Listed Building – Category B
- Official name: Castle Ascog
- Designated: 20 July 1971
- Reference no.: LB12082

= Asgog Castle =

Asgog Castle is situated on the north-western shore of Loch Asgog, on the Cowal Peninsula, in Argyll and Bute, western Scotland. It has been designated a Category B listed building since 20 July 1971.

== History ==

The castle was once the residence of a cadet branch of Clan Lamont. It was first recorded in 1581, although its origins may date back to the mid-15th century. In 1646, the castle was besieged and ultimately destroyed by Clan Campbell, during the event now known as the Massacre of Dunoon.

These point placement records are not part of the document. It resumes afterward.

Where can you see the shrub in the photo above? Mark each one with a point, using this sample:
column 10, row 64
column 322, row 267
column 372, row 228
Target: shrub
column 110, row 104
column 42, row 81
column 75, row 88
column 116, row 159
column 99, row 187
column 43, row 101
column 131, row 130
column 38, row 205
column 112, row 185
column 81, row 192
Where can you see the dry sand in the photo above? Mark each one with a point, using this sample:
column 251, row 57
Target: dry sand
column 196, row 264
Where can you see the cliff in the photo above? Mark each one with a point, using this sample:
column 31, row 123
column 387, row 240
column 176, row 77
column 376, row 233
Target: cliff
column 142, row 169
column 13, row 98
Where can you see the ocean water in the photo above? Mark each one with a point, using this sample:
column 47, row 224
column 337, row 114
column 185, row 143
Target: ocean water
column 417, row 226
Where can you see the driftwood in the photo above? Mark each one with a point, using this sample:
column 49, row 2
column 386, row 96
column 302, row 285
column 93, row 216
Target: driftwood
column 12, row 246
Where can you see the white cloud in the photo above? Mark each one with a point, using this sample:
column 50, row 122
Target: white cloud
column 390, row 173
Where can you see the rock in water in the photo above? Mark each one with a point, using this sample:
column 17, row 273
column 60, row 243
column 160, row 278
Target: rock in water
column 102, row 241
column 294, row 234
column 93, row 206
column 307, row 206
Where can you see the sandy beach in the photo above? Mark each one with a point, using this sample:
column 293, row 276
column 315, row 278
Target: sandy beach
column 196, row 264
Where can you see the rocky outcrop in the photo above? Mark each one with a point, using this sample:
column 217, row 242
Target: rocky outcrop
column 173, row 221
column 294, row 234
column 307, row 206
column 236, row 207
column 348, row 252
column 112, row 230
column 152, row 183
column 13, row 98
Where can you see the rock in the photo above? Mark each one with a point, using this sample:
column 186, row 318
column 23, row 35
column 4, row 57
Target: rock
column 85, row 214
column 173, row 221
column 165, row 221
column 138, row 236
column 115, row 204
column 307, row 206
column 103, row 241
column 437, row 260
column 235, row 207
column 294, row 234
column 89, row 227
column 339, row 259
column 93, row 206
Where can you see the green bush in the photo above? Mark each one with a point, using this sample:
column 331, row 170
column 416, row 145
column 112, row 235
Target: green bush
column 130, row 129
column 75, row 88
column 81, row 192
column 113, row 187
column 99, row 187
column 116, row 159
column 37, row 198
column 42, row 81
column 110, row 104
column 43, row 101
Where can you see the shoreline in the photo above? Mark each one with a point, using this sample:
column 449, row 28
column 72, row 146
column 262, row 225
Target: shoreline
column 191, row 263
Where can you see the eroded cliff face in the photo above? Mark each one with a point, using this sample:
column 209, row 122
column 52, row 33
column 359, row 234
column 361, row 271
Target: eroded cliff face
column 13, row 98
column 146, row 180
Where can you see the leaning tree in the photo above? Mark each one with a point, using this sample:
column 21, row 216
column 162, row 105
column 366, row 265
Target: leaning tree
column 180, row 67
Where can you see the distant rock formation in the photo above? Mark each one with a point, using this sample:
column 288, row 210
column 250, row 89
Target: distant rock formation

The Cowal Peninsula had been under the Lamont family’s control since the reign of David II, with Ardlamont and Ascog recorded as their lands between the 15th and 16th centuries. The first documentary reference to a castle at Ascog dates from 1581. In 1646, during the Civil Wars, the castle was attacked and destroyed by Campbell forces and was not rebuilt, although the estate returned to the Lamonts following the Restoration of Charles II.

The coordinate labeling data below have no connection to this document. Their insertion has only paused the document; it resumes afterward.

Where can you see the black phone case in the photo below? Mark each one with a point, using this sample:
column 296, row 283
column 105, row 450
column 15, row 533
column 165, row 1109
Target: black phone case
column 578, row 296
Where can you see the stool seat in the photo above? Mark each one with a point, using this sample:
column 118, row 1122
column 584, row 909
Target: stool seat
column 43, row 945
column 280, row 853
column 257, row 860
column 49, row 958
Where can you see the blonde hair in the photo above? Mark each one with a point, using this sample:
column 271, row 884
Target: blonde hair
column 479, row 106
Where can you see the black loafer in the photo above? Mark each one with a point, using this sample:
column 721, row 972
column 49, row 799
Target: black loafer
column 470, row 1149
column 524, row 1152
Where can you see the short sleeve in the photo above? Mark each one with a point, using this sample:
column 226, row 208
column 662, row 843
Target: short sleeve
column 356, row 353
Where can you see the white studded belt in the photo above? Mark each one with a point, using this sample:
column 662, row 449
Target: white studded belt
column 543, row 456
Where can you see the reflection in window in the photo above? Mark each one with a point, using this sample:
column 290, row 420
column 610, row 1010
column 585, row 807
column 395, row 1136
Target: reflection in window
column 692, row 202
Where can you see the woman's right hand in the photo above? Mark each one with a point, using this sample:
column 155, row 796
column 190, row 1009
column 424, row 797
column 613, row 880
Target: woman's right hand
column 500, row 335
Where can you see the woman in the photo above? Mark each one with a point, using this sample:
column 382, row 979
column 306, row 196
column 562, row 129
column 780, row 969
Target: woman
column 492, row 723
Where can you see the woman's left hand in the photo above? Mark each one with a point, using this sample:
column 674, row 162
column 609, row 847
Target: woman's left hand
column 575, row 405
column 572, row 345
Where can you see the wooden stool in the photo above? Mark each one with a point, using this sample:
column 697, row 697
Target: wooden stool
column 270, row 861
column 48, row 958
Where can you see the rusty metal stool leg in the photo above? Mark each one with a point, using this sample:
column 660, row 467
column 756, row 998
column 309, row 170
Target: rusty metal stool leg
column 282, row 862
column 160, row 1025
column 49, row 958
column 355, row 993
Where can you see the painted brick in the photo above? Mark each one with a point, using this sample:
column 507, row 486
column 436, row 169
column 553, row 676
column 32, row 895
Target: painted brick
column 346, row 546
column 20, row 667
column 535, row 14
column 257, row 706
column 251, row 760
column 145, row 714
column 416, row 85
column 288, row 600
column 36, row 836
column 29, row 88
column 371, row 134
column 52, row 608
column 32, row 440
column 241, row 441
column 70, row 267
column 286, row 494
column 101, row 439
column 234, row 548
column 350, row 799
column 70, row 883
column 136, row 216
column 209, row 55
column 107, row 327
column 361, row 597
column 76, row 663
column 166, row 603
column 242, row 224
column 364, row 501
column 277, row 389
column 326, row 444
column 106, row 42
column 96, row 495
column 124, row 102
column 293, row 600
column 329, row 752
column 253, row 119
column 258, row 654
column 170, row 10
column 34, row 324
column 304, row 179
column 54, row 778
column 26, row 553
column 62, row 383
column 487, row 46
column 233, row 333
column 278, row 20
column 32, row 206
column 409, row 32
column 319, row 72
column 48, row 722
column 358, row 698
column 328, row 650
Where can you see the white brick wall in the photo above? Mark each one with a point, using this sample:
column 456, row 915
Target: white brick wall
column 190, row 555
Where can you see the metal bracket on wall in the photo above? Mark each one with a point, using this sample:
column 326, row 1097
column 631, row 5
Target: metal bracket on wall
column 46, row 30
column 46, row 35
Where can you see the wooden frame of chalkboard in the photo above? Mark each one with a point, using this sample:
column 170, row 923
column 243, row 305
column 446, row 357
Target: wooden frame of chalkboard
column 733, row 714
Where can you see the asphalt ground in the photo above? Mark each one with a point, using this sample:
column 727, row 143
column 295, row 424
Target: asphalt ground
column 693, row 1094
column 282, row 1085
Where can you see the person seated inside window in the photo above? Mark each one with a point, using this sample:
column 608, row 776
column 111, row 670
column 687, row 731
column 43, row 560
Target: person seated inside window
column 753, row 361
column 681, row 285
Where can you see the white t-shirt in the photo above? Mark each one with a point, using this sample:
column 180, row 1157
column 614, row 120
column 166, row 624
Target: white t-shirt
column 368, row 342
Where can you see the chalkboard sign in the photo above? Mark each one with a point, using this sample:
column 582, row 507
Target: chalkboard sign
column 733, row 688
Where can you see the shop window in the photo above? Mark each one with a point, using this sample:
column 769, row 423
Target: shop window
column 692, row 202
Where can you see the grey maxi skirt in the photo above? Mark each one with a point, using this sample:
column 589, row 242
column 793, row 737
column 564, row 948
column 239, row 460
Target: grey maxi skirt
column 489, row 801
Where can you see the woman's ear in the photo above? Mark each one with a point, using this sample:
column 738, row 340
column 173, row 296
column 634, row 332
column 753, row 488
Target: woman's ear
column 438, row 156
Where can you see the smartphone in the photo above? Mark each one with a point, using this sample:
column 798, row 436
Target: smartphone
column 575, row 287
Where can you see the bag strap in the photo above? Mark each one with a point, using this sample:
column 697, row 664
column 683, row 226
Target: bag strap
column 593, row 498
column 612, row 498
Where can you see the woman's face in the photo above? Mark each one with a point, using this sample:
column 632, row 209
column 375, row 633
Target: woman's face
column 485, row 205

The surviving tower is rectangular, featuring a vaulted ground floor, two mural chambers, two upper storeys, and a latrine in the north-west angle, with mural staircases connecting the floors. Although older accounts indicate the existence of courtyard walls and a round tower, no visible traces remain. Architecturally, the tower bears similarities to Kilchurn Castle, which dates from the 15th century. Access is presently via a footpath that skirts the nearby gardens.

Today, only three walls of the tower remain standing; there are no identifiable remains of the courtyard.